Sun, Mar 14, 2004 - Page 5 News List

Jittery Japan sends more troops

IMAGE The attacks in Madrid have raised fears that troops in Iraq may make Japan a terrorist target, and officials are keen to stress the military's humanitarian work

REUTERS , TOKYO

Japan prepared yesterday to send its largest contingent of soldiers to date to help rebuild Iraq, a day after Tokyo vowed to stay on guard against terror attacks in wake of bombings in Madrid.

Around 190 ground troops were greeted by families and fellow army personnel waving Japanese flags and banners as they arrived by bus at Chitose air base on the northern island of Hokkaido.

The troops, including around 10 women, will depart later in the day on a humanitarian mission that critics say violates Japan's pacifist constitution.

After training in Kuwait the troops will join around 250 others who are building a base near the town of Samawa in southern Iraq.

The latest dispatch comes as Japan steps up efforts to win understanding among people in Arab world for its riskiest overseas military mission since World War II.

Japan is to air brief ads on Qatar-based al-Jazeera television to stress that Japanese troops are being sent to Iraq for humanitarian aid and not for combat.

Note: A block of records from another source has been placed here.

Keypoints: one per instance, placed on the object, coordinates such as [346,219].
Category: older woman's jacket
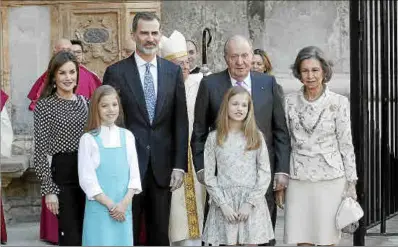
[321,139]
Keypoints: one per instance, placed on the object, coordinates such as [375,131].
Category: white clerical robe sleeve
[87,164]
[135,180]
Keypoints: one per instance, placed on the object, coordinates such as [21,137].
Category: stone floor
[27,234]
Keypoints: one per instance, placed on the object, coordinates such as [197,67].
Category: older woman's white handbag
[348,215]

The latest dispatch comes at a time of re-newed jitters in Japan about possible attacks on its soil.

Japan has been on heightened security alert since late last year when the government decided to send troops to Iraq, and concern mounted after media reports said al-Qaeda had threatened to strike at the heart of Tokyo in retaliation.

Japan's non-combat mission could eventually involve around 600 ground troops in Iraq and a total deployment of about 1,000 in the region.

Security concerns came to the fore after bomb blasts ripped through four packed commuter trains in Madrid on Thursday, killing nearly 200 people and wounding almost 1,500.

Japan, one of the closest allies of the US in Asia, said later that authorities need to be on guard against possible attacks.

Japan has already raised security at key locations such as nuclear power plants, government facilities and US bases.

Officials said they did not plan to take any new steps after the Madrid bombings, but remained vigilant.

"We are taking best possible steps for security now," Chief Cabinet Secretary Yasuo Fukuda told reporters on Friday.

"But terrorist acts, by nature, aim for any cracks so we need to think about various issues so that won't happen," he said.

Although Spain says the Basque separatist group ETA remains the prime suspect, a purported al-Qaeda letter claiming responsibility stoked concerns in Japan, which was one of the countries mentioned in the letter.

Japan is also worried about attacks on its nationals in Iraq.

In late November, two Japanese diplomats were gunned down in northern Iraq near Saddam Hussein's hometown of Tikrit.

Hackles were raised when two Japanese students were detained and later released by police in Samawa on Thursday despite a Foreign Ministry advisory two days before that warned of possible attacks in Samawa and urged all Japanese civilians to leave Iraq.

"I don't think it's good to go there on something like a sightseeing jaunt," Fukuda told reporters on Friday.

Dutch military officials in Samawa told Japan's Defense Ministry the students had been protesting against the US-led occupation of Iraq, Kyodo news agency quoted Japanese officials as saying.